The same is true when I write. I turn my phone on silent, flip it over, and don’t check it while I work on articles or write the new book. (I also don’t have notifications set up on my phone so the only thing that pops up on my screen are text messages or phone calls.)
Ultimately I think every parent has to decide how to introduce technology to his or her kids, but what I have always tried to focus on is this — kids in America have less dangers and more advantages than 99.9% of all kids born throughout history. If our biggest threat is that our kids are going to watch too much “Paw Patrol,” I think that’s a risk I’m willing to take given that just 100 years ago we would have all been terrified about whether our kids would even live to be toddlers.
Plus, you know what, your kids genes are going to have a ton more to do with how smart they are than whether or not they watch TV. If you’re worried about your son or daughter’s intellectual development just hope they didn’t get the dumb genes in your family.
“I’m a 30 year old dude who lives with girlfriend of 2 years. My girlfriend thinks it’s acceptable for her to have access (my passcode) to my cell phone. I used to have no problem with this because I don’t have anything to hide. Now for the back story: she has snuck around and went though my phone previous times when I was in the shower or sleeping and would be triggered by what she read between me and my buddies. Conversations talking about dude stuff.

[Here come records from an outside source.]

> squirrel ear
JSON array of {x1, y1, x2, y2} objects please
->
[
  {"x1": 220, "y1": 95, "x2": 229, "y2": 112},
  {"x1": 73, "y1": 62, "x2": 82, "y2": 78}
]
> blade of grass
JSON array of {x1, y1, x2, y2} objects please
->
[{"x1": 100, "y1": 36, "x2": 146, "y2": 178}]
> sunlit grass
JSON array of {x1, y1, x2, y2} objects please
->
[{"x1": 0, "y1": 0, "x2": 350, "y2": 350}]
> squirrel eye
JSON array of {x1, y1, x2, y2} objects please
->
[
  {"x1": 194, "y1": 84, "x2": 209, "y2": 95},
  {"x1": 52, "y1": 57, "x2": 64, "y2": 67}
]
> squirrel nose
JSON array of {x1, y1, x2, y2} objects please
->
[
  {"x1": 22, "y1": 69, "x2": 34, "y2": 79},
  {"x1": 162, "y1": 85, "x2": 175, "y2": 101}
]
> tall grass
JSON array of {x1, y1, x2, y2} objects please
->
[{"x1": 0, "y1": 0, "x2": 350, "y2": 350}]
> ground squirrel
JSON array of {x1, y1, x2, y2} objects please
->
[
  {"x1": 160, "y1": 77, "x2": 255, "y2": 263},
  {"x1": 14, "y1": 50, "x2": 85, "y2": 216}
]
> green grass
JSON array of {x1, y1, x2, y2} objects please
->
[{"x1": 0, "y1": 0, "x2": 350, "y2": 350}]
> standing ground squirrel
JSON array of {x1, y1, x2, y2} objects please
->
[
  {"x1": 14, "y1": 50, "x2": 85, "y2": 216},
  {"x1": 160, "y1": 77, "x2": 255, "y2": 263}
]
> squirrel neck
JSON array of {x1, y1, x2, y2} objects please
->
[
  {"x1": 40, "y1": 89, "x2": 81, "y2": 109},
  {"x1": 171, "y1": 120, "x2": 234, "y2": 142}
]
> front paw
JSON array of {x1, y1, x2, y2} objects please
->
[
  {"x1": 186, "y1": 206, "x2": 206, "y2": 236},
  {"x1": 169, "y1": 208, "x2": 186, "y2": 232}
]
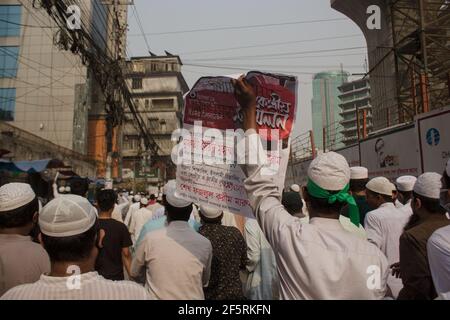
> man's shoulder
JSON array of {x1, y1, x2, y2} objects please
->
[
  {"x1": 100, "y1": 218, "x2": 128, "y2": 230},
  {"x1": 0, "y1": 282, "x2": 37, "y2": 300},
  {"x1": 190, "y1": 230, "x2": 212, "y2": 248}
]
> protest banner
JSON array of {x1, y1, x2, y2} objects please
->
[{"x1": 175, "y1": 71, "x2": 297, "y2": 217}]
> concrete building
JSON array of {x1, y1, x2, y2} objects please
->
[
  {"x1": 311, "y1": 71, "x2": 349, "y2": 149},
  {"x1": 0, "y1": 0, "x2": 127, "y2": 176},
  {"x1": 0, "y1": 122, "x2": 96, "y2": 177},
  {"x1": 331, "y1": 0, "x2": 450, "y2": 131},
  {"x1": 338, "y1": 78, "x2": 373, "y2": 146},
  {"x1": 86, "y1": 0, "x2": 129, "y2": 178},
  {"x1": 122, "y1": 53, "x2": 189, "y2": 186}
]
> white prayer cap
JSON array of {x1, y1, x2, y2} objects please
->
[
  {"x1": 308, "y1": 152, "x2": 350, "y2": 191},
  {"x1": 395, "y1": 176, "x2": 417, "y2": 192},
  {"x1": 350, "y1": 167, "x2": 369, "y2": 180},
  {"x1": 366, "y1": 177, "x2": 395, "y2": 197},
  {"x1": 164, "y1": 180, "x2": 192, "y2": 208},
  {"x1": 39, "y1": 194, "x2": 97, "y2": 238},
  {"x1": 0, "y1": 183, "x2": 36, "y2": 212},
  {"x1": 200, "y1": 205, "x2": 223, "y2": 219},
  {"x1": 414, "y1": 172, "x2": 442, "y2": 199}
]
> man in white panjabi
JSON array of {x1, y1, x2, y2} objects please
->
[
  {"x1": 123, "y1": 194, "x2": 142, "y2": 228},
  {"x1": 130, "y1": 198, "x2": 153, "y2": 244},
  {"x1": 395, "y1": 176, "x2": 417, "y2": 218},
  {"x1": 427, "y1": 159, "x2": 450, "y2": 300},
  {"x1": 364, "y1": 177, "x2": 409, "y2": 299},
  {"x1": 1, "y1": 195, "x2": 150, "y2": 300},
  {"x1": 131, "y1": 180, "x2": 212, "y2": 300}
]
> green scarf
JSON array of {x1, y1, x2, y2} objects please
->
[{"x1": 306, "y1": 179, "x2": 360, "y2": 227}]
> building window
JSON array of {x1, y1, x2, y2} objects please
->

She would read things out of context and make up her own assumption. After about four arguments about this I decided to solve the problem and change my password. She brings it to my attention that I changed my passcode. I admit yes I did. I tell her I only did this as a solution to the problem that causes fights. She proceeds to tell me that it is normal and that everyone she knows goes through their husband or boyfriend’s cell phone. She continues to ask for it and hint that I should tell her my passcode. How do I handle this?”
I don’t have a passcode on my phone, but that’s because I don’t want to have to enter it a billion times a day.
Your girlfriend is wrong, it certainly isn’t normal for one person to go through the other person’s cell phone all day long. Especially when, as is this case here, she was reading your texts with your guy friends and getting upset about what you guys were saying to each other.
Context is key and here there is no context that she’s bringing to the conversation.
You don’t mention it at all, but do you go through her phone all day long and find things you disagree with too? If not, why should she?
Keep the passcode on your phone and if necessary, find a new girlfriend.